Gosling created Java, a feat that many would assume would demand some modicum of respect but, instead, he says all he got from Oracle was the opposite. In an exclusive interview with eWEEK, Gosling came clean about why he left Oracle and what he thinks of the company’s stewardship of his creation going forward.
In his April blog post announcing his resignation, Gosling would only say, “As to why I left, it’s difficult to answer: Just about anything I could say that would be accurate and honest would do more harm than good.”
Gosling Spills The Beans
However, over dinner with eWEEK in San Francisco during the week of Oracle’s first JavaOne conference, held concurrently with Oracle OpenWorld, Gosling went a bit deeper, telling a tale of low-balling key employees and cutting off at the knees projects and strategies Sun had put into play.

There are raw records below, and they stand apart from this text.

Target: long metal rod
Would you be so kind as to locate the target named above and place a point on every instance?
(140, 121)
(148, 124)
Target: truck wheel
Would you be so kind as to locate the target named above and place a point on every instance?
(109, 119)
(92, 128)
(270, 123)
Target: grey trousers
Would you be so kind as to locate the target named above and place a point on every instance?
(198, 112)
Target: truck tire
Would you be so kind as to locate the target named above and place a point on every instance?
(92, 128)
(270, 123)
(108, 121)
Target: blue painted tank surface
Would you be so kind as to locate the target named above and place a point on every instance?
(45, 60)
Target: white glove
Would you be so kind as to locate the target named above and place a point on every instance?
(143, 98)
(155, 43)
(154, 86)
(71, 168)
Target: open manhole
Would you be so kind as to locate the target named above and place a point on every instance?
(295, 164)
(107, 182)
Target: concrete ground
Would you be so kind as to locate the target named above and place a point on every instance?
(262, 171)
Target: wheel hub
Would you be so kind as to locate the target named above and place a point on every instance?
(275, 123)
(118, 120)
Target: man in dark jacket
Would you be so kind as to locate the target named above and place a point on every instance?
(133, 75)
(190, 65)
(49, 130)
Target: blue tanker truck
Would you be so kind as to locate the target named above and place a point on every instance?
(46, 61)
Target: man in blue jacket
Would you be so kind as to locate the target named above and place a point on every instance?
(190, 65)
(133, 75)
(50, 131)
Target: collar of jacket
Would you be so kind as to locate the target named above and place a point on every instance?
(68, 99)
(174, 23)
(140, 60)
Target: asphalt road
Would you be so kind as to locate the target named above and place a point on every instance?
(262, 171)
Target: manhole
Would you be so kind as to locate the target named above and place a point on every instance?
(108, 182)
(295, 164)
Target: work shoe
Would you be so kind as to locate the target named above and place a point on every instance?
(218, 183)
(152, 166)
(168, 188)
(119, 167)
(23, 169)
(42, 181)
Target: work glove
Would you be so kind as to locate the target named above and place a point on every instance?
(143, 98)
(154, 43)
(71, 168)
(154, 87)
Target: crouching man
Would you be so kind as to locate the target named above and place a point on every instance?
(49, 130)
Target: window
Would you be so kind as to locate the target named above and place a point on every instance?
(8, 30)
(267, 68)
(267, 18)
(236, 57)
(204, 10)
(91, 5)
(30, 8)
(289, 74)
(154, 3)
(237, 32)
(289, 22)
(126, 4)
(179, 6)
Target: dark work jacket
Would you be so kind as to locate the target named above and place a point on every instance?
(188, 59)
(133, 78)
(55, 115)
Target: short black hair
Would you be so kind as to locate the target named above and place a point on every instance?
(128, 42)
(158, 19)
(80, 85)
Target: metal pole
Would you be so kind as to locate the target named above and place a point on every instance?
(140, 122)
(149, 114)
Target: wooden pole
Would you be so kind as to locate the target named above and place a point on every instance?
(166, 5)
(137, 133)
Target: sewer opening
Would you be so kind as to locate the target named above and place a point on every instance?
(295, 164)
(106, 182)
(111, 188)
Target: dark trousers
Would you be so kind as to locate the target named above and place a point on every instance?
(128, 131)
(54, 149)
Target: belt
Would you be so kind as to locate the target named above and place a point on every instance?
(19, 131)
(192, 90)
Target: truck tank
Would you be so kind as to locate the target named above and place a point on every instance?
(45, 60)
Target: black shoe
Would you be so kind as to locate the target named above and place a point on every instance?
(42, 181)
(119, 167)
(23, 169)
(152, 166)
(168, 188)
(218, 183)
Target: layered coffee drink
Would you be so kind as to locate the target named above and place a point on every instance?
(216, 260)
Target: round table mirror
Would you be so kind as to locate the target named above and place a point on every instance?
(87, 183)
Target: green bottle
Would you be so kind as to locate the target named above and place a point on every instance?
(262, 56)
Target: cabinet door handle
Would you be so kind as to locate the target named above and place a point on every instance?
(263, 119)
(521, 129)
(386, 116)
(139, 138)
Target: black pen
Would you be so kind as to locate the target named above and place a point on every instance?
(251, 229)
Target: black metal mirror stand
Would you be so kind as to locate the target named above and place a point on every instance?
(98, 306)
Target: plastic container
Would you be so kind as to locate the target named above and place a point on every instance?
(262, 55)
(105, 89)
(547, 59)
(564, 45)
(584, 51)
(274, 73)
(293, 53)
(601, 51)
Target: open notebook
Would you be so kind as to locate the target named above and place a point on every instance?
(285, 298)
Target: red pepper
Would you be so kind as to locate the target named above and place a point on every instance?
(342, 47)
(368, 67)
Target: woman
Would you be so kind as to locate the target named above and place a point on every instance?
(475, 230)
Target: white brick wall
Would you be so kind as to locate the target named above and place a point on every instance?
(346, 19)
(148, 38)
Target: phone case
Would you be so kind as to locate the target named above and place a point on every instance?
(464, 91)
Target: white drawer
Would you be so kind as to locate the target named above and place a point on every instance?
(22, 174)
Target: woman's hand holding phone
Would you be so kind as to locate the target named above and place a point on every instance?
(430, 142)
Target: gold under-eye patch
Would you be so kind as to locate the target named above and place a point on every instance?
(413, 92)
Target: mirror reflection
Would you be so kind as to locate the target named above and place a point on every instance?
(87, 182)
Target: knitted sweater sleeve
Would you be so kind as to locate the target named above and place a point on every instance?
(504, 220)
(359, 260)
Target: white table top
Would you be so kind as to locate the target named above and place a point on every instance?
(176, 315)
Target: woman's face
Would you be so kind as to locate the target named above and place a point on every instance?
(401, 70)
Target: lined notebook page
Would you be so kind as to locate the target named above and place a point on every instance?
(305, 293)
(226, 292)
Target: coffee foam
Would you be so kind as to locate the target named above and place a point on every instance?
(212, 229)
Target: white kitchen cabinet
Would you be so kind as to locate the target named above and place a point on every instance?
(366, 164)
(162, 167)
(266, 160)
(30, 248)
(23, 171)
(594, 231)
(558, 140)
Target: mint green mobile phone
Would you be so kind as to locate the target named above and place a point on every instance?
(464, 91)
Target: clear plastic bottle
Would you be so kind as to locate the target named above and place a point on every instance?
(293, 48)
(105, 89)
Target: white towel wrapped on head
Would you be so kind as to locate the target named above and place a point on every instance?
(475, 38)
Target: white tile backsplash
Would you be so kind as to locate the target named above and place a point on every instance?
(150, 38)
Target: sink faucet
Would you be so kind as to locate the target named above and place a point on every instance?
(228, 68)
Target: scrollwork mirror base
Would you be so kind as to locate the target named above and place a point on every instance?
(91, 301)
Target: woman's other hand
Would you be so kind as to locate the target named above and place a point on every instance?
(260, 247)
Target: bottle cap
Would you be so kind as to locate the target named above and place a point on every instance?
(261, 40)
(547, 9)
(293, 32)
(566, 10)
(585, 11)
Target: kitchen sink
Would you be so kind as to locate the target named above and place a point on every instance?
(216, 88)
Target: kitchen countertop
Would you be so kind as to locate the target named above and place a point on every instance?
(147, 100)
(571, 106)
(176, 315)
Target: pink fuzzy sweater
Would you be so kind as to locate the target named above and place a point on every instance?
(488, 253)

“There is actually a long list of things that played into my leaving Oracle,” Gosling said. “There were things like my salary offer. After getting my offer from them I tried to figure out what my compensation would be like on my W-2 form and it was a major hit. They copied my base salary [from Sun],” he said.
However, at Sun, any executive that was a vice president or above was given what amounted to a bump or bonus based on the performance of the company. “In a mediocre year you did OK but in a good year you did great [in terms of this compensation]. For the privilege of working for Oracle, they wanted me to take a big pay cut,” Gosling said.
An Oracle spokeswoman said the company had no comment on Gosling’s claims.
That in itself was not a showstopper. Indeed, given that constraint, Gosling moved on with his employment at the database giant. However, another annoyance arose when, according to Gosling, Oracle did not have a notion of a senior engineer or at least one equivalent to Gosling’s grade at Sun, where he was a fellow. “In my job offer, they had me at a fairly significant grade level down,” he said.
The Final Straw
Even that was not the final factor in leading to his decision to leave the company. Perhaps the final straw was what Gosling said was Oracle’s move to rein him in. Indeed they owned Sun, and thus Java. So they also owned its creator and his intellectual property and it was up to Oracle to decide what Gosling or anybody else had to say about Java.
“My ability to decide anything at Oracle was minimised,” Gosling said. “Oracle is an extremely micromanaged company. So myself and my peers in the Java area were not allowed to decide anything. All of our authority to decide anything evaporated.”
That bent Gosling’s resolve like a wishbone in the hands of two eager siblings in mid-pull after Thanksgiving dinner – but even that didn’t break it. What ultimately snapped the wishbone and made Gosling want to holler and throw up his hands Marvin-Gaye style was that “My job seemed to be to get up on stage and be a public presence for Java for Oracle. I’m from the wrong Myers-Briggs quadrant [psychometric measurement] for that,” he said.
Ethically Challenged
Add to that sentiment that Gosling already sensed that Oracle was “ethically challenged”. He said he had simply had enough and decided not to work there anymore.
Asked if the onstage part of the deal made him feel like baseball Hall of Famer Willie Mays signing autographs at San Francisco Giants events and other venues, Gosling said: “Well, Willie liked that stuff. I didn’t.”
Also, asked whether in hindsight he would have preferred Sun having been acquired by IBM (which pursued a deal to acquire Sun and then backed out late in the game) rather than Oracle, Gosling said he and at least Sun Chairman Scott McNealy debated the prospect. And the consensus, led by McNealy, was that although they said they believed “Oracle would be more savage, IBM would make more layoffs.”